Los niños, independientemente de su edad, están todavía en una relación de dependencia, de cuidados, con respecto a sus progenitores. De esta manera, si los padres se han sabido adaptar, si han logrado manejar las restricciones de la cuarentena sin que se hayan visto afectados emocionalmente, los niños reflejarán esto. Las y los niños suelen ser espejo de las conductas de sus padres: un espejo que amplifica ciertas dimensiones, minimiza otras, pero que siempre tendrá un eco de la manera en que los adultos, las personas que están (supuestamente) a cargo, viven su vida.
Lo importante que hay que entender, para darse cuenta de cómo la contingencia afecta a los niños, es que, para ellas y ellos, sobre todo ha representado una alteración de sus rutinas habituales: dejar de ir a la escuela, dejar de salir de casa, dejar de ver a sus amigos, dejar de juntarse con sus familiares. La interrupción o la alteración de las rutinas infantiles, independientemente de la causa, es lo que provoca estados de inquietud en los niños. Si la alteración es grande, las alteraciones en la conducta de los niños serán grandes.
Pero hay que entender una cosa: las alteraciones de las rutinas infantiles son graduadas, o mejor: tendrían que ser graduadas, moduladas, tamizadas, por los adultos a su cargo. Si los padres no están sabiendo manejar el cambio en las rutinas, si no están sabiendo adaptarse a las alteraciones producidas por la contingencia, verán que sus hijos estarán inquietos, enfadados, ansiosos, con problemas para regular sus horas de sueño y sus hábitos alimenticios.
Las y los niños, en general, tienen una amplia capacidad de resiliencia, es decir: de rebotar de estados alterados, hacia estados de funcionamiento normal, o pre-crisis.
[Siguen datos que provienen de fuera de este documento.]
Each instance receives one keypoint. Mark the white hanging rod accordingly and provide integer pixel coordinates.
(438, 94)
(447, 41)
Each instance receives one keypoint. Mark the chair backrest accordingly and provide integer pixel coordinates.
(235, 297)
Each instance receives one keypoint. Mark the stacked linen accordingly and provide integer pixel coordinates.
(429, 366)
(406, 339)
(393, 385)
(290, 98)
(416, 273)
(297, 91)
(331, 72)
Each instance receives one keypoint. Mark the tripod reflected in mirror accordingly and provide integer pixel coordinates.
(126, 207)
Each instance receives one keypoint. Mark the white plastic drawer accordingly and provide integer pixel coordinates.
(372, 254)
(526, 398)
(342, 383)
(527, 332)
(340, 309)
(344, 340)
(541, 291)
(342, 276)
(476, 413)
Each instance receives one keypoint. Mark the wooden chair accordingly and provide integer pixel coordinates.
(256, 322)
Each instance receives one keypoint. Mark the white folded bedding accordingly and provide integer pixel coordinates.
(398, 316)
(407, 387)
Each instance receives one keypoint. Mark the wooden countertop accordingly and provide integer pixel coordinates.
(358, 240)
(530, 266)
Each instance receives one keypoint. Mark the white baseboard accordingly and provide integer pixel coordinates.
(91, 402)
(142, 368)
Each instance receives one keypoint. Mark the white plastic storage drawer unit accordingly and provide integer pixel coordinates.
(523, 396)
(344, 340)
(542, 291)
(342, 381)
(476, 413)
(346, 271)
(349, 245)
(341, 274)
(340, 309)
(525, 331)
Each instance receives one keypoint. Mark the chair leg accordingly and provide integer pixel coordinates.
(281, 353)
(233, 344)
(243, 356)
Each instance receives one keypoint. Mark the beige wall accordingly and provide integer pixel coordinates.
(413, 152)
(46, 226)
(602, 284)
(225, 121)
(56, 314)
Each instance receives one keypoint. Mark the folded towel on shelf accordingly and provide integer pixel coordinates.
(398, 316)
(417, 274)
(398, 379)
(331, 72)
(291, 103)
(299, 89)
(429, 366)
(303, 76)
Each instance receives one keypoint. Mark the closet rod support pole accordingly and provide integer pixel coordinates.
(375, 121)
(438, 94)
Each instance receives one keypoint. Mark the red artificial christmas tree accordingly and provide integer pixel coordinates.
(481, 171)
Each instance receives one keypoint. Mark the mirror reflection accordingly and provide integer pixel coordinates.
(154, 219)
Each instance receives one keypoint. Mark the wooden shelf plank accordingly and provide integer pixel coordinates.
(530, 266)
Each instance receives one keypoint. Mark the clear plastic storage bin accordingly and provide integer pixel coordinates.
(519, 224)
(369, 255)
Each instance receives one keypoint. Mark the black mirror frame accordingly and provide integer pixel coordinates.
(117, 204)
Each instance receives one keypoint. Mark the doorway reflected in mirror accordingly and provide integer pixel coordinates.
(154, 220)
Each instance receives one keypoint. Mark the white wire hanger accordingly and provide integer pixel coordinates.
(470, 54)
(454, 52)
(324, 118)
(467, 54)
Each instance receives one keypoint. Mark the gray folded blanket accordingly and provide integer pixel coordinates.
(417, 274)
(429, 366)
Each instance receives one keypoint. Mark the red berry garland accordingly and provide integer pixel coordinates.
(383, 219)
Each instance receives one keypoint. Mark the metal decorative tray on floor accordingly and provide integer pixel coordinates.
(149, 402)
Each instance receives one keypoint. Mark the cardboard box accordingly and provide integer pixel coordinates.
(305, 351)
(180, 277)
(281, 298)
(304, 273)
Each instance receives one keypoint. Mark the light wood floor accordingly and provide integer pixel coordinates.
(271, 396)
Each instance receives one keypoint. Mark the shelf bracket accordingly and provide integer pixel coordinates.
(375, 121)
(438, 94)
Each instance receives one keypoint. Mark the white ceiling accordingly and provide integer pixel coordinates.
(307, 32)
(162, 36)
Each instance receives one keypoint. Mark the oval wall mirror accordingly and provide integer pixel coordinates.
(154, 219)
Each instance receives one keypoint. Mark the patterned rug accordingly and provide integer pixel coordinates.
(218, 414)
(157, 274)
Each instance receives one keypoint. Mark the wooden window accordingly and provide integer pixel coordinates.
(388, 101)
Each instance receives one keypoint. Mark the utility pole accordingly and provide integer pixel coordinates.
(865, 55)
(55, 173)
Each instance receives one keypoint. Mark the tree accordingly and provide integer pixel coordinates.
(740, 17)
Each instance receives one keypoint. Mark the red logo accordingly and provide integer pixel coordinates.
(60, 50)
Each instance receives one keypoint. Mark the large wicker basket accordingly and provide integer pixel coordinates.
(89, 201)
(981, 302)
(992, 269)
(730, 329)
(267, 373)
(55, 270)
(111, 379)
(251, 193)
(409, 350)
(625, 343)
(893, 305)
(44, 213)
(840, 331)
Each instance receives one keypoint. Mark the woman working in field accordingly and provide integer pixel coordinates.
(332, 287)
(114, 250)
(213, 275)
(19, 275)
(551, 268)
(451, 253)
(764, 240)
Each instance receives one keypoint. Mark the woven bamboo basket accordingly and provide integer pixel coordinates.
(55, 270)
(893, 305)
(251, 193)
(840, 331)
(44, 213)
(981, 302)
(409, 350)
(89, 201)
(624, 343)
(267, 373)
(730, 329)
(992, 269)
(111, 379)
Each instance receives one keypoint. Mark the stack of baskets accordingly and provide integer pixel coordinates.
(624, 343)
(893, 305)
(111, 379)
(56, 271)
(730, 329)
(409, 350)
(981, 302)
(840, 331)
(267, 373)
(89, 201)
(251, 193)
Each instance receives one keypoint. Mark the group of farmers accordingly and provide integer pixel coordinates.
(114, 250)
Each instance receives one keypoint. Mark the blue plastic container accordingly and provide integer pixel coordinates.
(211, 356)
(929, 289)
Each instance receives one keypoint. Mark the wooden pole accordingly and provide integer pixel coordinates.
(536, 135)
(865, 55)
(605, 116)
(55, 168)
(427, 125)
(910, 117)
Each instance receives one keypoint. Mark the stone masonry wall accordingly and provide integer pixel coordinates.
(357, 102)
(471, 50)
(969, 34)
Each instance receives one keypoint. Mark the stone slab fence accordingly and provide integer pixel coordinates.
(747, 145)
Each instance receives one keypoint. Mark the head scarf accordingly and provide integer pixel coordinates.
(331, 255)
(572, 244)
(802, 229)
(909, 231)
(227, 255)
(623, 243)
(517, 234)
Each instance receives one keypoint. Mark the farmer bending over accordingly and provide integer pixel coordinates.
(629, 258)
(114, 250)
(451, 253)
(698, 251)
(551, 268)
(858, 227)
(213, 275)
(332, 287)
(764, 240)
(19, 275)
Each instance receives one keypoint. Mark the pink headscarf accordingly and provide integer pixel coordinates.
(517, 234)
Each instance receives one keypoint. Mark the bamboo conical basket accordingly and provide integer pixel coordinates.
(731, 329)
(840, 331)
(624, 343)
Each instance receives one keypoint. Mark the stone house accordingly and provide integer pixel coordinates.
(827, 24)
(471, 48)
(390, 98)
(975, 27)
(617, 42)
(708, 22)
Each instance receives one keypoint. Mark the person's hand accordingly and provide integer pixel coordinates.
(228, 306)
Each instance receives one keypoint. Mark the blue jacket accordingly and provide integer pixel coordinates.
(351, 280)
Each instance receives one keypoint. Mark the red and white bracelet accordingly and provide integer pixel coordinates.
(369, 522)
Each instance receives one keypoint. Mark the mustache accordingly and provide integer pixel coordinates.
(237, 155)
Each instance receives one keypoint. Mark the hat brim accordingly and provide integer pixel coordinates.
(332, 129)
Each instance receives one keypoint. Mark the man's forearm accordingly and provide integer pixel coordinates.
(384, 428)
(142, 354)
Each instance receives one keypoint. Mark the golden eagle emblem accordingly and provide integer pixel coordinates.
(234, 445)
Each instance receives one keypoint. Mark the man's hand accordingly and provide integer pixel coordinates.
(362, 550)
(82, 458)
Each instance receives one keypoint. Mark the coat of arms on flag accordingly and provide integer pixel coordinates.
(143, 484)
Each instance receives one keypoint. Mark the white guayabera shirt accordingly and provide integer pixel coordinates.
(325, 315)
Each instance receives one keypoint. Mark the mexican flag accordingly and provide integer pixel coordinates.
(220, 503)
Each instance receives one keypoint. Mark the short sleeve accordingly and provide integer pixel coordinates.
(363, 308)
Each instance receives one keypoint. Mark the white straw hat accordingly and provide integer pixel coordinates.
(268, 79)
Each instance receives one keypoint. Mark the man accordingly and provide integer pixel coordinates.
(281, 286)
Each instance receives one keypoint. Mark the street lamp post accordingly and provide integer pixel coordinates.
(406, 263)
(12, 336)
Y son resilientes por sí mismos. La interrupción de sus clases sí es una afectación mayor, porque altera todas sus rutinas: a qué hora se despierta, se desayuna, se hacen deberes, se estudia, etc. Pero, si se restituyen estos hábitos y estas rutinas, los niños, por sí solos, vuelven a encarrilarse y a tomar ritmo. Es lo mismo que regresar a clases después de vacaciones: la primera semana suele ser difícil, y quizá la segunda, en menor grado. Para la tercera semana de clases, si todo lo demás alrededor del niño va bien, no existen ya alteraciones importantes.
Y casi lo mismo sucederá en este regreso a clases, después de la contingencia. Ojo: desde luego, hay que tomar en cuenta, precisamente en el periodo de regreso a clases específico que ahora nos toca, lo que no va bien alrededor del niño, es decir, la pandemia. Este es el evento diferente, el que potencialmente puede representar alteraciones en las y los niños. Pero, nuevamente, está en los padres el tratar de regular y de minimizar los posibles efectos perturbadores de la pandemia en sus hijos. Si los padres muestran anticipación, constancia y consistencia, las afectaciones en sus hijos no deberían ser demasiado grandes. El meollo del asunto está precisamente, en que los padres puedan tener esta capacidad de anticiparse, de ser constantes y consistentes.
La “nueva normalidad” tendrá que ser enseñada a los niños de la misma manera en que se les enseña todo: con paciencia, con amor, y tratando de ajustar el mensaje (es decir: lo que se quiere que aprendan), con sus capacidades y sus preferencias individuales. Los niños (como todos nosotros), suelen responder mejor si comprenden el sentido de lo que se les enseña, más allá de los conceptos o las conductas específicas que se quiere que aprendan. Hay que tener la paciencia de repetir los mensajes de una manera clara y consistente. La paciencia es formadora de hábitos: si los maestros, la familia, todos alrededor del niño son consistentes en lavarse las manos, ponerse a distancia, etc., el niño lo asimilará, más o menos en dos semanas (y pueden ser dos semanas, o varias más, de entrenamiento previo al regreso a las aulas, si es que éste se da). Pero hay que ser consistentes. Si a esta paciencia se le acumula que la enseñanza se ejerce en un marco de armonía, de cordialidad, de amor, pues qué mejor: el niño aprenderá más rápido si se le premia y se le reconocen sus aciertos, que si se le castiga y se le recriminan sus errores. Ajustar el mensaje a las capacidades de los niños es clave: los hijos entienden mejor y más rápido, si se les explica, de acuerdo a sus capacidades y preferencias personales. Con los niños pequeños hay que ser más repetitivo, en un tono más juguetón, más lúdico, y de actividades más físicas. Con niños mayores, poco a poco se van utilizando más palabras que acciones.